You don't have to keep it displayed on canvas given it isn't "animated". You can use temporary canvases for the initial render then convert it to a Blob (and from a Blob to an Object URL). Most browsers at that point use the GPU's transforms to quickly convert the image data to a basic compressed JPG or PNG and then the usual browser performance mechanics of an image apply (and as a URL you can use it in regular IMG tags or CSS things like background-image). Presuming you remember to revoke the Object URLs when you are done with the hashes to avoid Blob leaks, performance is improved over the "simpler" canvas techniques that just display the rendered canvases.
If code helps, here's how it looks as a React Hook in Typescript:
The cost is in the initial render to a canvas.
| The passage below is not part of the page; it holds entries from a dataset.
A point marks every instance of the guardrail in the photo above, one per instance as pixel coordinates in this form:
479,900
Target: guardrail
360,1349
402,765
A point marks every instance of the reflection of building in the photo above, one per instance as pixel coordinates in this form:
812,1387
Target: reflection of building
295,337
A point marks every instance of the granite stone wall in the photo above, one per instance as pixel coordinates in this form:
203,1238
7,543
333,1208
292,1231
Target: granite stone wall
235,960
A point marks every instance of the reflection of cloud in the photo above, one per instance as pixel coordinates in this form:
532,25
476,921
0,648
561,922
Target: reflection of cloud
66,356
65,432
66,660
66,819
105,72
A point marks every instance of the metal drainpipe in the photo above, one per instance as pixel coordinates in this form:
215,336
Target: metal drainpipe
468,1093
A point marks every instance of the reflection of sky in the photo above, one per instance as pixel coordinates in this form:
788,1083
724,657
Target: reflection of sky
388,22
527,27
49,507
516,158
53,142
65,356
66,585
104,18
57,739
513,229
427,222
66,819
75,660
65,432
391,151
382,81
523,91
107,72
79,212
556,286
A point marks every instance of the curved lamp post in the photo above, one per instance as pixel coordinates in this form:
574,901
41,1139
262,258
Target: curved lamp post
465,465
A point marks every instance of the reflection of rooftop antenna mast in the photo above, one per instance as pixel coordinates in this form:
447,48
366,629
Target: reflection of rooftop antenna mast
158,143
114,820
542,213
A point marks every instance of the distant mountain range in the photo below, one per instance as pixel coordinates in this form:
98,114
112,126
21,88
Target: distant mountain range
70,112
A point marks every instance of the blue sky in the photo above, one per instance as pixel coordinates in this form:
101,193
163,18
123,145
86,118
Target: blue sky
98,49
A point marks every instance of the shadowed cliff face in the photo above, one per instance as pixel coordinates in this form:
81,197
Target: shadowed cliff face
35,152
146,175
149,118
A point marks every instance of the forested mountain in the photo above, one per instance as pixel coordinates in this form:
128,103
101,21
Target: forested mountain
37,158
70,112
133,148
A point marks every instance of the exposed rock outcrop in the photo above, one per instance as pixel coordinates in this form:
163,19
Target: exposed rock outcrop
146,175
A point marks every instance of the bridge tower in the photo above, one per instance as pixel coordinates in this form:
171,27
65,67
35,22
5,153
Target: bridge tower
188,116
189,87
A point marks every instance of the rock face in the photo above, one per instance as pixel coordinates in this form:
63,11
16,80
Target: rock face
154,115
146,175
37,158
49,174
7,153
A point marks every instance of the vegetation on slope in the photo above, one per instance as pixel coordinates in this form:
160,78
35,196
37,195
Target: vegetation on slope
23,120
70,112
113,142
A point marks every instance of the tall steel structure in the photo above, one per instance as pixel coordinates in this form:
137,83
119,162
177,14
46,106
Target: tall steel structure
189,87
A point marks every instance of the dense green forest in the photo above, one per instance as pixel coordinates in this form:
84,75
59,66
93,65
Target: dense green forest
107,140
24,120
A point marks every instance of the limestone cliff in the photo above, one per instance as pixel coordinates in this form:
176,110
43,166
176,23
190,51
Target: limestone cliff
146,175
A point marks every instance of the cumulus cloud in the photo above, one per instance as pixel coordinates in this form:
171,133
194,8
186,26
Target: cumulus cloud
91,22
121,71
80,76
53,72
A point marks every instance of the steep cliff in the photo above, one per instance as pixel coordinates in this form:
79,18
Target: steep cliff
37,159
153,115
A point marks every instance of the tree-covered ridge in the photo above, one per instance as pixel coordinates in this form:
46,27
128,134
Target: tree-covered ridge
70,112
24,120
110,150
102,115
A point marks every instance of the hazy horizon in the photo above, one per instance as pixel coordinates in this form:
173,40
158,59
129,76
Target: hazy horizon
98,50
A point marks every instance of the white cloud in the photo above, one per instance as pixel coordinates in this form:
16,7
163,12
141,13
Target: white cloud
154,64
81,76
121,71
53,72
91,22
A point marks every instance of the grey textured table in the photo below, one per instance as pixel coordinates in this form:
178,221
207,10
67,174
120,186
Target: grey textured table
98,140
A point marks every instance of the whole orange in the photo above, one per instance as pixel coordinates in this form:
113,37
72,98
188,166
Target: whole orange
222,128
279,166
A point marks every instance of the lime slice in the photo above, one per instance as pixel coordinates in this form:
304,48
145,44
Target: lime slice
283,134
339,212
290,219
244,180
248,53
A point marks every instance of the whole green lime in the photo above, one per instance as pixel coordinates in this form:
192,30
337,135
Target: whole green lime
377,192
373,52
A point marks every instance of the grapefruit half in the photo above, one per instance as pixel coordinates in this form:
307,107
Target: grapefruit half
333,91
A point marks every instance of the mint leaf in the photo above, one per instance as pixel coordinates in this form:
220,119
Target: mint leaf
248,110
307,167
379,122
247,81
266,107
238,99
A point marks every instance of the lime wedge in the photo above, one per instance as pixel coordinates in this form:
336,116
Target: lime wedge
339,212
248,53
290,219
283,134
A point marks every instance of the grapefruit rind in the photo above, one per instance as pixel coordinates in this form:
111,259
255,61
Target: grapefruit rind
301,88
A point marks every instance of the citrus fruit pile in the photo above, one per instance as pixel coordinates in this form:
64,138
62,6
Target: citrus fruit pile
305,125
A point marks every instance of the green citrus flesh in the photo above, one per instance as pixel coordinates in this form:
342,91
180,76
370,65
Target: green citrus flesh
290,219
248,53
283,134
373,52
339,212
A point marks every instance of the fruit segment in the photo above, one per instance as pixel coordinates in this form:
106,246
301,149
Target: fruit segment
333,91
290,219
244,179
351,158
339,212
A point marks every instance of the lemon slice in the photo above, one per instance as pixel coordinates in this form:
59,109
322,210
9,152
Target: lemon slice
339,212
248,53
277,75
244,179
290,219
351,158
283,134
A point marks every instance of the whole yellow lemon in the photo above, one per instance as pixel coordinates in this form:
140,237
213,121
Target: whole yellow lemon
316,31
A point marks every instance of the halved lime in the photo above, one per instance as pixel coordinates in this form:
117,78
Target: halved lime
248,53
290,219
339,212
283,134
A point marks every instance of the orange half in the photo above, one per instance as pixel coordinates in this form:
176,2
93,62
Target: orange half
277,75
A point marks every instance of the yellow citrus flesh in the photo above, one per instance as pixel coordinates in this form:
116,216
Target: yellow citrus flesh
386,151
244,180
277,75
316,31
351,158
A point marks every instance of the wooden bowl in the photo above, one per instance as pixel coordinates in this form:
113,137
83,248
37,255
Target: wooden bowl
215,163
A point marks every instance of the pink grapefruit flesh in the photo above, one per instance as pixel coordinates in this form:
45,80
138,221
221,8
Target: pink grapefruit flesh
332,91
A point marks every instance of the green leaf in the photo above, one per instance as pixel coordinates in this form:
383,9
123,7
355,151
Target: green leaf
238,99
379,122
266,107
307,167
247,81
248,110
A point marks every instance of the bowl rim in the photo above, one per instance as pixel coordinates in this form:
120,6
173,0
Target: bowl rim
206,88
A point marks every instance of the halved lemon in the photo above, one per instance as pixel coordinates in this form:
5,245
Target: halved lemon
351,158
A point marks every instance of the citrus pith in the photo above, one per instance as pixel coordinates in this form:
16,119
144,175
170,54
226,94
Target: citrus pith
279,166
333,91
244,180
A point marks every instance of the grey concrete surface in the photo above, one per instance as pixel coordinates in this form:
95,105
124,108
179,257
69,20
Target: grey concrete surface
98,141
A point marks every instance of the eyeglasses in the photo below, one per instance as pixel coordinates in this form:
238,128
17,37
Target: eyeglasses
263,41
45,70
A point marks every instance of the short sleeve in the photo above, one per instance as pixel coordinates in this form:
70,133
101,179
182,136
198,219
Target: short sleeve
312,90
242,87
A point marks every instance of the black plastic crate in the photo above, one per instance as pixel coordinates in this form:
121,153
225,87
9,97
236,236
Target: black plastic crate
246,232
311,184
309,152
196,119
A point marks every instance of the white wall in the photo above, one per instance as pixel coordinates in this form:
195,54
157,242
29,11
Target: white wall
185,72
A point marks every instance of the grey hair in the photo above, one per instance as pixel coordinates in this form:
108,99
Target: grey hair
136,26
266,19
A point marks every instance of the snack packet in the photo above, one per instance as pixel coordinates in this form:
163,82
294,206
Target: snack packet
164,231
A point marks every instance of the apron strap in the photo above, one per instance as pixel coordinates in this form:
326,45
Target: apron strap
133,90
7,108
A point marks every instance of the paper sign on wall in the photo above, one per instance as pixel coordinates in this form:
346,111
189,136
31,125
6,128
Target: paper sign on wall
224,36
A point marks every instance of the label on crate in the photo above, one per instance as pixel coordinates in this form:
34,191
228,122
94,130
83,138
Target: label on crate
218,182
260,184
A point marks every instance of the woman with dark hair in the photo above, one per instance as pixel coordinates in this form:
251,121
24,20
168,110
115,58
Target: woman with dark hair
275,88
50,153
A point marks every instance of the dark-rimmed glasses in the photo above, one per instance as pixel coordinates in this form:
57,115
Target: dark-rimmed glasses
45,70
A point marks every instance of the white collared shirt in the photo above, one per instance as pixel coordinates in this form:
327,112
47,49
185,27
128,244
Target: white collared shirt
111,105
Once on a canvas, there is no advantage to converting it to a blob for display in an IMG tag as far as performance goes.
That's not what my testing has shown in practice. Memory use drops dramatically in the conversion from canvas to blob when the browser compresses the render buffer to JPG/PNG under the hood. GPU usage seems to drop in the browsers I had under performance tools, but it subtle enough it could be just margin of error (as memory pressure was my bigger issue, that wasn't something I was keeping that good of an eye on).
But yes the biggest performance gains aren't in pure, static IMG tag usage scenarios, the biggest performance gains I saw were in combo with CSS animations, and that was something important to what I was studying. As Blurhases are useful loading states this seems a common use case to me of having a Blurhash shown/involved in things like navigation transitions, and it seems pretty clear browsers have a lot more tricks for optimizing static images involved in CSS Animations than they do for canvas surfaces.
I was looking for a way to better amortize or skip the initial render as well. It should be possible to take the TypedArray `decode` buffer and directly construct a Blob from it, but I couldn't find a MIME Type that matched the Bitmap format Blurhash produces (and Canvas setImageData reads) in the time I've had to poke at the project so far. As I mentioned, memory pressure was a performance concern in my testing, so I'd also be curious about the performance trade-off of paying for an initial canvas render and getting what seems to be a "nearly free" compression to JPG or PNG from the GPU in converting that to blob, versus using a larger bitmap blob but no canvas render step.
If code helps, here's how it looks as a React Hook in Typescript:
https://gist.github.com/WorldMaker/a3cbe0059acd827edee568198...
(I offered the code to the react-blurhash repository in its Issues.)